Training Transformer models

Has anyone had any experience training the Transformer/Transformer XL models? I tried to use Transformer for ULM-FiT on the IMDB dataset, and found that the accuracy for training the frozen language model to have about 1/3 the validation accuracy compared to the AWD-LSTM. It may be due to the fact that the model needs much longer to train, but has anyone been able to get good results using Transformers?



The pretrained model isn’t with the same tokenization as fastai, it GPT-1 from openAI, so you should use their tokenization.

Ah ok, how should I use their tokenization? And if I use a non-pretrained model, will the default fastai tokenization work?



If you use a non-pretrained model, any tokenization will work yes. It’s just likely the reason you found bad results with the pretrained one.


Thanks for your help! A few last questions: does transformerXL use different tokenization as well? If we want to use pre-trained transformer/transformerXL, how would we go about the process (or will fastai implement those in the future)? I’m assuming I would have to implement their tokenizers and wrap it with a BaseTokenizer?



There is no pretrained model with transformer XL yet. We’ll be releasing one soon, and it’ll be with the default fastai tokenization.


Hey @sgugger,

Is the usage of GPT-1 documented in a notebook in docs_src so I can see a working example (If not I’d love to volunteer)?

Does fastai provide a GPT-1 tokenizer?
I could not locate one in text.transform.

How would one go about using the GPT-1 tokenizer along with the default pretrained model for Transformer to train a language model?



No it’s not documented anywhere, and no one has suggested a working example AFAICT. There is no GPT1-tokenizer, although we have Sentencepiece with BPE.


Hey @sgugger,

Thanks for the response.
If I understand correctly you’re referring to this

What I’m trying to understand is as follows:

Jeremy through the course of his lectures shows a default way of doing a lot of things.
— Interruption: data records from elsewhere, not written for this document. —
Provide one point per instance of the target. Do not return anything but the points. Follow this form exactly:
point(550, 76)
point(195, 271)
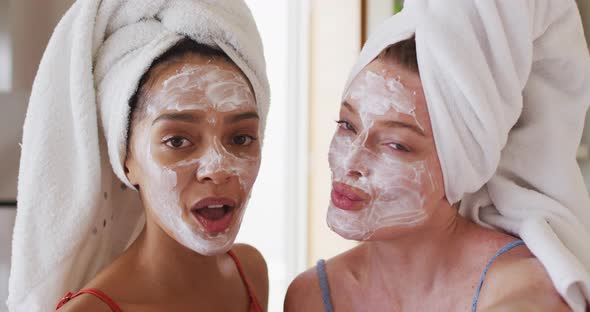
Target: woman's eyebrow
point(400, 124)
point(348, 106)
point(184, 117)
point(241, 116)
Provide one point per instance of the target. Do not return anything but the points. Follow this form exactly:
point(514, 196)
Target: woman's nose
point(213, 167)
point(357, 162)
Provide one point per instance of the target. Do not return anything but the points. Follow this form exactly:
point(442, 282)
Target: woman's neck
point(421, 258)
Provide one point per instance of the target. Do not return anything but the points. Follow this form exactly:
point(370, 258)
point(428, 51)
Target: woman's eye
point(345, 125)
point(243, 140)
point(398, 147)
point(177, 142)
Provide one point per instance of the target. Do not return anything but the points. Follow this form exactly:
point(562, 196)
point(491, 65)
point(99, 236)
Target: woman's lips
point(347, 198)
point(214, 213)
Approaches that work out of the box because they’ve been fine-tuned.

I’m trying to build a language model and build a host of classifiers on top of it.
The default setup for a language model is the AWD_LSTM.

However, if I want to try out the Transformer architecture it seems like (from the discussion above) that the default SpacyTokenizer will not give the best results.
So, what Tokenizer should I be using?
I’m not trying Neural Translation, I want to build a domain specific language model (like Jeremy has done in the course for the imdb classifier) using the Transformer arch.